Property rights, tribal consultation, First and Fourth Amendment rights are among issues that need to be given further consideration in amendments to the bill before it passes, he advised. “I hope it happens before it goes to vote; otherwise it’s not going to pass,” he said. “It should be remedied and there’s still time to do that.”

The House State Affairs Committee was set to hear the amended version on March 6.

Meanwhile, HCR 1013 passed through the Senate on Feb. 28, over the solid “no” vote of Democrats: It endorses the construction of the Keystone XL Pipeline, which would carry toxic diluted bitumen (dilbit), aka tar-sands crude, from Canada to the Gulf of Mexico refineries and export facilities. The resolution passed the House on Feb. 24.

Killer recalled that TransCanada’s existing Keystone I Pipeline through South Dakota spilled its toxic payload on the farmland near Freeman at a cost of $9 million in 2016. A pipeline is “something that eventually is going to break,” Killer said. “It’s a matter of when, not if.”

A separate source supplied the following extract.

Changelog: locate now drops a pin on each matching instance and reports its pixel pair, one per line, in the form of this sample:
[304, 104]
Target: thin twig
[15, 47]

He noted that the Keystone XL Pipeline route runs through 1851 Ft. Laramie Treaty territory that has never been ceded to the United States or South Dakota. “That’s the tribal component and I think that needs to be really considered,” he said.

Daugaard has already signed some bills, including one with an emergency clause that authorizes immediate operation of a nursing home at Eagle Butte on the Cheyenne River Indian Reservation. The 2003 Legislature had initially approved the nursing home at the Medicine Wheel Village, but that authorization expired and had to be renewed.

Medicine Wheel Village has been operating as an assisted living center. SB 57 allows the center to open a 50-bed nursing home at the location.

Until now, the nearest nursing home was 90 miles away in any direction. The new legislation will help tribal members who need the services to remain on the reservation, according to Administrator Kim Clown.